Incapaz de sostenerse sobre su pierna derecha, el Zurdo Camacho cae aparatosamente sobre su costado, con el brazo y la pierna encogidos, su cabeza rebota en la lona al caer y ahora se mantiene tirado en posición fetal retorciéndose del dolor. «¡Está cayendo a la lona, señores, el Zurdo Camacho ha caído víctima del golpe más doloroso y difícil de conectar en el boxeo!», grita con pasión el comentarista en la televisión. «¡Un perfecto gancho al hígado lo está dejando fuera de combate!». El estruendo de la gente en la arena es ensordecedor, el público está de pie, hay miradas de incredulidad, vasos de cerveza vuelan por los aires. Los menesterosos gritan alegres y se empujan uno al otro afuera de los aparadores de la tienda en plena calle, sin importarles las miradas de la gente que pasa junto a ellos.

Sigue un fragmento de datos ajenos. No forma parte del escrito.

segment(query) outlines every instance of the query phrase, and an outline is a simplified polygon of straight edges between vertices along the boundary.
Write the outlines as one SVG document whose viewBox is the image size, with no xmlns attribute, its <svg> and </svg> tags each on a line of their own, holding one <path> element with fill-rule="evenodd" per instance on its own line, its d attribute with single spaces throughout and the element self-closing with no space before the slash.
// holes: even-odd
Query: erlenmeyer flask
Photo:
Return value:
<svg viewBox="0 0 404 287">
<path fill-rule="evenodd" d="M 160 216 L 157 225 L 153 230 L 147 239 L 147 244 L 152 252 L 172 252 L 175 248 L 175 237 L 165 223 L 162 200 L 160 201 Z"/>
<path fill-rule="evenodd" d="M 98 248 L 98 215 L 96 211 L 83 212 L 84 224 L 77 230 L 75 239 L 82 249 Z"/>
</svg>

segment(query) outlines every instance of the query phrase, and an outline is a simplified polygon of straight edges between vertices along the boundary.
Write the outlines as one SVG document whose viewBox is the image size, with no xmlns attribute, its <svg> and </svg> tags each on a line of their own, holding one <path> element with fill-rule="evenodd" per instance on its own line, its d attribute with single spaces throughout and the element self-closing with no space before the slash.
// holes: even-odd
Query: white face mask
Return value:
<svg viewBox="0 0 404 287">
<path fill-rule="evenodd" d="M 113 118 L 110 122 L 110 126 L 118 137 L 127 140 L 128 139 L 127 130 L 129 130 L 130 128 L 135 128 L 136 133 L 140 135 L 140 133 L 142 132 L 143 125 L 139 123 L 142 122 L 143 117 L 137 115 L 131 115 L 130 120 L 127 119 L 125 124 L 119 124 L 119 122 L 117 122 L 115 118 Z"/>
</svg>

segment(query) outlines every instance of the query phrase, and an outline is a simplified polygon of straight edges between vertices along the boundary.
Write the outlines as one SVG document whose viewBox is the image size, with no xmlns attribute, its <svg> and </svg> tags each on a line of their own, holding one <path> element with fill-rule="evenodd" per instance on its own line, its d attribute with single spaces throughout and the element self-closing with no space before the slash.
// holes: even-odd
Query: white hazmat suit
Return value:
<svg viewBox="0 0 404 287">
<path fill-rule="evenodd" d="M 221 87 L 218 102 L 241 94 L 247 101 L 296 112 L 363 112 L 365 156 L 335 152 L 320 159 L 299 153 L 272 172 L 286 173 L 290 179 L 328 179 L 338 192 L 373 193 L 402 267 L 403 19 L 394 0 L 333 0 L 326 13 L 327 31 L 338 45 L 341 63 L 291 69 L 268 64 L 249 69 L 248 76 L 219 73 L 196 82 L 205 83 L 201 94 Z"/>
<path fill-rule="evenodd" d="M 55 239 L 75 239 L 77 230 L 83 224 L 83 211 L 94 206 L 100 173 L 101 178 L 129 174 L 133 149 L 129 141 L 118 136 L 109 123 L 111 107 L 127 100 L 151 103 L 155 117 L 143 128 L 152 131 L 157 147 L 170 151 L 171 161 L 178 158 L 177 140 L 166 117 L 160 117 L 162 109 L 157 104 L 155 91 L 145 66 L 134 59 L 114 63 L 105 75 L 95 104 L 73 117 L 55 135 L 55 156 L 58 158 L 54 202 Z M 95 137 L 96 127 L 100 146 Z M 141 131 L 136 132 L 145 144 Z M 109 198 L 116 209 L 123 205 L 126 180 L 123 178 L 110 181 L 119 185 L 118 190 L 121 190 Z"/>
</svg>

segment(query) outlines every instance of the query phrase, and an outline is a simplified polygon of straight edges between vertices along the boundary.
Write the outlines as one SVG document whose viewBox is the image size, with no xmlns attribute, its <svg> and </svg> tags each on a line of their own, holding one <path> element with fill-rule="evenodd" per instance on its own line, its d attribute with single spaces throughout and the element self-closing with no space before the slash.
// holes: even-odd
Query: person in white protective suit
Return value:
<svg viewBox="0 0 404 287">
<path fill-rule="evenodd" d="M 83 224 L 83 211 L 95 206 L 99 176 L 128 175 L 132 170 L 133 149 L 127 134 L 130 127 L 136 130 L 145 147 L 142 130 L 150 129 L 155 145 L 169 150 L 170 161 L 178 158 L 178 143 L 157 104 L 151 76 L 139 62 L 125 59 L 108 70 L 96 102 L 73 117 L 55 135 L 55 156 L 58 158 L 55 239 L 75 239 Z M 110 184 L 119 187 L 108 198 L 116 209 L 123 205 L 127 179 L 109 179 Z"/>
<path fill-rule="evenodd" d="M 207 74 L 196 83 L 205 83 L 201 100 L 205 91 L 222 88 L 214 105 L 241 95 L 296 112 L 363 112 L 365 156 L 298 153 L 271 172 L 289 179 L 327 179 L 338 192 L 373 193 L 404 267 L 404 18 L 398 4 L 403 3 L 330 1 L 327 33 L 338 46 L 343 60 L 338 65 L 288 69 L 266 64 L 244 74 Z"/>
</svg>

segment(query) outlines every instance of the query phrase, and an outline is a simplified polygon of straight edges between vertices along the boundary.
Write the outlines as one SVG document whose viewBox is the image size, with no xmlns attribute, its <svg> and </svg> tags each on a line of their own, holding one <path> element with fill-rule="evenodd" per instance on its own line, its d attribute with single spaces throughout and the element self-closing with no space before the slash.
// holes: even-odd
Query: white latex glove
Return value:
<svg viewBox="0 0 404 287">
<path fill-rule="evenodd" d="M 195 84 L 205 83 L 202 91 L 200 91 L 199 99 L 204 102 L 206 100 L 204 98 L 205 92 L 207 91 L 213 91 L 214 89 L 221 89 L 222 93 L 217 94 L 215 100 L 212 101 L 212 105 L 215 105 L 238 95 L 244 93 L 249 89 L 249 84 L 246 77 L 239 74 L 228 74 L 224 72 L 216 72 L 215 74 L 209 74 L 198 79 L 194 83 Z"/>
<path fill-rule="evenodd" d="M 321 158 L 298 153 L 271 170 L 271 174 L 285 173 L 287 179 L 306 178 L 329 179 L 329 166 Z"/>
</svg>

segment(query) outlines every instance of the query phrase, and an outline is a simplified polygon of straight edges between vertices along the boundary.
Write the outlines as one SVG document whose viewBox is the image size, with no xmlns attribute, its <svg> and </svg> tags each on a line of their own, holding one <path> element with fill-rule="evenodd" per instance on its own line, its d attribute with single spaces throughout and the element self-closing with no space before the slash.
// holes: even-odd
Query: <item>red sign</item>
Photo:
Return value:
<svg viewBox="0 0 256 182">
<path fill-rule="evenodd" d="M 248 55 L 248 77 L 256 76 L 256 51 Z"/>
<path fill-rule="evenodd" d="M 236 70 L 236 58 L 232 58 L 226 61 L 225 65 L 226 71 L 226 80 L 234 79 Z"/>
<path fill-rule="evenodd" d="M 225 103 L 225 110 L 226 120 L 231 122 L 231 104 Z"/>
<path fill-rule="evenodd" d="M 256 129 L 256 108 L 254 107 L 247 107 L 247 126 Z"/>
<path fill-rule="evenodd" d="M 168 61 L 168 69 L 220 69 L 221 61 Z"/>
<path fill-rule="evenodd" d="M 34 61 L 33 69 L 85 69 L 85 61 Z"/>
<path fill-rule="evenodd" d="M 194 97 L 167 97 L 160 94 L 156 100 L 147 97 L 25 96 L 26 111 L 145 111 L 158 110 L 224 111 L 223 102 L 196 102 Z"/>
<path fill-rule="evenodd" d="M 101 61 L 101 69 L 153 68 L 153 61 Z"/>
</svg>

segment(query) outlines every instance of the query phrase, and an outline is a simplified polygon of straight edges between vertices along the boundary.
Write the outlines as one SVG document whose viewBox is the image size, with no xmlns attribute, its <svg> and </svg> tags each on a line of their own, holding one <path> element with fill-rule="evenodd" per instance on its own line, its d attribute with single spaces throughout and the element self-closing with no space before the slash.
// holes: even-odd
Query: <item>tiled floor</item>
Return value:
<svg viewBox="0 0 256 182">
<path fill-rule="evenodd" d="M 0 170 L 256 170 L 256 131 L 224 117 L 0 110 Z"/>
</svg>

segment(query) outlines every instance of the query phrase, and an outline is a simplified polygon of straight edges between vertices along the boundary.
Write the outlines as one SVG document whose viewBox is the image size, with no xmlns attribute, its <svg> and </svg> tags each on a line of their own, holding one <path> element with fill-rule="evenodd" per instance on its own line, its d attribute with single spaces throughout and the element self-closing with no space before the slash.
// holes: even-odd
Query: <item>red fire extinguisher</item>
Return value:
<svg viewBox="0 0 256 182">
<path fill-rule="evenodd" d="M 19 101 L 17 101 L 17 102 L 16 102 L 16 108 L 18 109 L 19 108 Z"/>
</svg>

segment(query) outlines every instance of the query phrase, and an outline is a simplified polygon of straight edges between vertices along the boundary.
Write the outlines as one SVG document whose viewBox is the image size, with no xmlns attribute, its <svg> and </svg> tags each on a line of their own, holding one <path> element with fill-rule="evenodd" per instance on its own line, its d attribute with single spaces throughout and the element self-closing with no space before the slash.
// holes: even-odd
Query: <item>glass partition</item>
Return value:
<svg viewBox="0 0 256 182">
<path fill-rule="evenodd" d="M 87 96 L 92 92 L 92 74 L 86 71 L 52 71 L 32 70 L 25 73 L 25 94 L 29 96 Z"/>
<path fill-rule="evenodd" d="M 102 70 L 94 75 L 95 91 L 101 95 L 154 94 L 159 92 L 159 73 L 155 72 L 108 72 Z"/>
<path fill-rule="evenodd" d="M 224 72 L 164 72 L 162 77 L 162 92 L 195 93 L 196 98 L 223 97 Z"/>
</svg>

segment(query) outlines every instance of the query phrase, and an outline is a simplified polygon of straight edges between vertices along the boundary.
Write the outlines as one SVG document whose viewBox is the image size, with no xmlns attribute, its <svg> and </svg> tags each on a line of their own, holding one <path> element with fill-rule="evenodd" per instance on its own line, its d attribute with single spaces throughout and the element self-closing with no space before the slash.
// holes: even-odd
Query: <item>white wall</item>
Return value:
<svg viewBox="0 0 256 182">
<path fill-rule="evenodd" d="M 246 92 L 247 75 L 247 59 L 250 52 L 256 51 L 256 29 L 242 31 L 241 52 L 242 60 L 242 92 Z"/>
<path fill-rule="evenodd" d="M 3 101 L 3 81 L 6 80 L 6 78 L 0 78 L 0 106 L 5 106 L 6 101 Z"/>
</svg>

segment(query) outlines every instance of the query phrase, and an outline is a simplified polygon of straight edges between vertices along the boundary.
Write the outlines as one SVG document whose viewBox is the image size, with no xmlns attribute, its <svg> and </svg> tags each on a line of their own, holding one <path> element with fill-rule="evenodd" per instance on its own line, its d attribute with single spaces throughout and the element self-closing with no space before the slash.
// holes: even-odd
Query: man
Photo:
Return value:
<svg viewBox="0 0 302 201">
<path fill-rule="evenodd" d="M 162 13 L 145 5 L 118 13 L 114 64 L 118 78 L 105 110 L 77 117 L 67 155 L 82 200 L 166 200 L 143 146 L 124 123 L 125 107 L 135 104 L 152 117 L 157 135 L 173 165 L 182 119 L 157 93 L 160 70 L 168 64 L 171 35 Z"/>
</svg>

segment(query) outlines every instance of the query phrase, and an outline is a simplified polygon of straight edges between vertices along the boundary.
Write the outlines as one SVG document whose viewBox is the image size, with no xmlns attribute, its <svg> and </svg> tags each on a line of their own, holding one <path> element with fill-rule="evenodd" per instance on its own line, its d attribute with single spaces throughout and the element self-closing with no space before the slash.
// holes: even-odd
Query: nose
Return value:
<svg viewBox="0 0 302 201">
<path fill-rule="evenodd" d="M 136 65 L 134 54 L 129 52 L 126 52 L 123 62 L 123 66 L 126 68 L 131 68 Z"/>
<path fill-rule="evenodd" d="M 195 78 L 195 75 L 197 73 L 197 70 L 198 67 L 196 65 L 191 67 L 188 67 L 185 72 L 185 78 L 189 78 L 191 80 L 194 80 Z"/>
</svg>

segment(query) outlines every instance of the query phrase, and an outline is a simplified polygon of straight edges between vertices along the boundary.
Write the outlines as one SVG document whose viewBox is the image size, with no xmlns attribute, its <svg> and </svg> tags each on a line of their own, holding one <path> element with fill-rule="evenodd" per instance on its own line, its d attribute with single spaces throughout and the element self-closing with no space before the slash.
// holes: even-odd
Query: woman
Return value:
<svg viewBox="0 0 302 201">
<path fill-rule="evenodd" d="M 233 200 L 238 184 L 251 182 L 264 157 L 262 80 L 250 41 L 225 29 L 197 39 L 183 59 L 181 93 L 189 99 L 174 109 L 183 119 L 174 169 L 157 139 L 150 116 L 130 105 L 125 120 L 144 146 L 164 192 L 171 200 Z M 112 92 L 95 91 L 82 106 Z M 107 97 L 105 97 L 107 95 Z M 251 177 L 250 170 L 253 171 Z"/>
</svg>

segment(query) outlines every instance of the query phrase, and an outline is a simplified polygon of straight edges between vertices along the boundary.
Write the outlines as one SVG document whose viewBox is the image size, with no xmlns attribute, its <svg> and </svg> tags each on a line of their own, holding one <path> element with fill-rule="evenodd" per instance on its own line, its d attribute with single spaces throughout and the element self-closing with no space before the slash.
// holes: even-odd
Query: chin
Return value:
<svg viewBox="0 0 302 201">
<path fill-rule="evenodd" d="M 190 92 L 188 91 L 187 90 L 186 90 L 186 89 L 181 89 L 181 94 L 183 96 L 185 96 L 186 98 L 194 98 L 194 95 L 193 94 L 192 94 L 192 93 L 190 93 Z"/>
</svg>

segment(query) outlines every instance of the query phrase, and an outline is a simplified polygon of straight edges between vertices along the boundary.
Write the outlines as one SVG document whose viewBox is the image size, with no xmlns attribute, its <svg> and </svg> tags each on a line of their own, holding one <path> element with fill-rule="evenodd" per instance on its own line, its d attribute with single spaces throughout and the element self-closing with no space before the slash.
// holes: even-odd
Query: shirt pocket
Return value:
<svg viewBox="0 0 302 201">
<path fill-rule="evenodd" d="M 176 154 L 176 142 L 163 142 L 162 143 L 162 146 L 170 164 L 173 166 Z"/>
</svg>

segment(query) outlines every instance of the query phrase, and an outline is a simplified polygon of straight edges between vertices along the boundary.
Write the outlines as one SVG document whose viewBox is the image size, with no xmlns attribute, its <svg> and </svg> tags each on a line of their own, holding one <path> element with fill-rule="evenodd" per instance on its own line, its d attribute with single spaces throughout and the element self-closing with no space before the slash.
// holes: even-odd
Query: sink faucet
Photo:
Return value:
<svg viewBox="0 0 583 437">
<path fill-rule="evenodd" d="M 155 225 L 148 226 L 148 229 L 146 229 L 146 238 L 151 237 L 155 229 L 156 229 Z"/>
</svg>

Como volviendo a la realidad, Renato ve la señal indicando que se aleje e inicia la cuenta de protección. «¡…tres, cuatro, cinco…! El referee está contando, señores. La arena entera está contando», se escucha en la televisión. Renato con cara de confusión y respirando por la boca, se ha vuelto a recargar en las cuerdas. «¡…ocho!», gritan todos. «¡El Zurdo Camacho se ha puesto de pie!», exclama con incredulidad el comentarista. Se le ve tambalearse sobre una pierna… —suena la campana. «¡Ha sonado la campana! ¡Lo ha salvado la campana!», vocifera nuevamente entusiasmado el comentarista. «¡Qué raund acabamos de presenciar, señoras y señores!, y vamos por el séptimo, veremos si ambos contendientes son capaces de ponerse de pie». El Rudo no encuentra su esquina, está agotado y aturdido por los golpes, mientras que el Zurdo es asistido para caminar. En el televisor se observan recuadros de los mejores momentos de la pelea en cámara lenta, alternados con el recorrido alrededor del cuadrilátero, de una guapa edecán que ostenta una marca de cerveza en el pecho y sostiene un número siete sobre su cabeza.

Sin despegar la vista de la pantalla, tras los ventanales de la tienda, Aldonza —mirando estupefacta a Renato—, es sorprendida y sometida violentamente en el piso por un par de policías que la esposan por la espalda, ante el asombro del par de mendigos, que huyen tropezando torpemente y con expresión de pavor en sus rostros —ella los observa alejarse con la cara atrapada entre el suelo y una rodilla.


Una vez en la patrulla, desde el asiento trasero, estira el cuello volteando hacia el televisor a través de la ventanilla, buscando a Renato, en tanto el vehículo arranca de forma estrepitosa con la torreta encendida.